Bullying affects more than just the victim
Original post made on Jan 21, 2013
Read the full story here Web Link posted Thursday, January 17, 2013, 5:25 PM
on Jan 21, 2013 at 3:19 pm
Bullying either by student to student of by teacher to student is rampant. When parents try an do something they are most often met with the "kids will be kids" response. Schools are required to make an active intervention and protect the child no matter what. If you are hitting a dead end as a parent or a student let someone outside the school know about it. To get things done you often have to hold those responsible feet to the fire.
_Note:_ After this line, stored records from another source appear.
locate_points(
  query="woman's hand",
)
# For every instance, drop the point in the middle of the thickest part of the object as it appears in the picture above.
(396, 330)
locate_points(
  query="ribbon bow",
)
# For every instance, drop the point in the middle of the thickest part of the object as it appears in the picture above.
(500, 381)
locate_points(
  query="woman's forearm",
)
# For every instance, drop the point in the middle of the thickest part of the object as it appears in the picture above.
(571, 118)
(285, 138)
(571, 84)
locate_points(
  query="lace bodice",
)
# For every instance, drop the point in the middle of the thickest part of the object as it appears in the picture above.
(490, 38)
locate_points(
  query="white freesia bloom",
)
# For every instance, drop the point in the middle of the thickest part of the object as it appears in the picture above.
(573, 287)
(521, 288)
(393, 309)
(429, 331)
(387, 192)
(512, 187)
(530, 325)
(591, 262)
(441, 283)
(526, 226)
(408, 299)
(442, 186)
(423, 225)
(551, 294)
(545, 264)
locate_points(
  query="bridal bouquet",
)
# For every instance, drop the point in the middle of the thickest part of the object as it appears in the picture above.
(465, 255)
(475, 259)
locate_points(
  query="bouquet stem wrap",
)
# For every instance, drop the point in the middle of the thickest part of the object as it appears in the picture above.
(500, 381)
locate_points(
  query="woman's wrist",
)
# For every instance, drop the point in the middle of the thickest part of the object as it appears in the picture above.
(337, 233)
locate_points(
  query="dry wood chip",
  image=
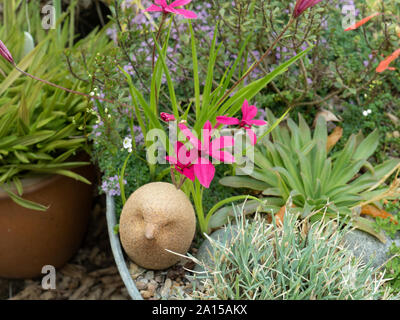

Contacting the press can be invaluable as schools hate negative publicity.
on Jan 21, 2013 at 3:56 pm
I would second Bill's motion, and add that the School Board has ultimate responsibility for ensuring the proper implementation of District policies, including those specifically against bullying. Here is the SRVUSD webpage on Board meetings: Web Link
To summarize it, they meet twice a month, on Tuesday evenings, and each session sets aside a time for public comments, limited to 3 minutes each. You can say a Lot in three minutes, ask them to follow-up and commit to attending the next x meetings until they do. I am not suggesting that they would intentionally blow-you-off; I am suggesting that the "squeaking wheel" adage is true. Here are the meetings for the rest of the school year:
January 29, 2013
February 12, 2013
February 26, 2013
March 19, 2013
April 9, 2013
April 23, 2013
May 7, 2013
May 21, 2013
June 4, 2013
June 25, 2013
(... and while you're there, please ask whether they implemented those policies with affirmative, age-appropriate activities, as they intended back in 2010, to foster a positive learning environment in which all participants may thrive -- thanks!)
on Jan 22, 2013 at 6:48 pm
When my son was a Charlotte Wood student and was being bullied, the current administration mentioned that they were starting a student ambassador program to help with the issue. It wasn't going to start until after he left, but I have often wondered if it got off the ground. He was bullied in elementary school, middle school and the first couple of years of high school. It was awful to drop him off in the morning knowing I couldn't protect him. I so feel for parents who are in this situation now, and I appreciate Tom for his suggestions. If enough parents attend these meetings, you would not only be able to speak about your concerns, but you would meet other parents with the same concerns in the process. You might even find new friends for your kids, and ending isolation is a great way to discourage bullies.
If it is any consolation, my son finally started making friends in high school, and is now a very compassionate and well adjusted adult. The best of luck to the parents and kids who are dealing with this now.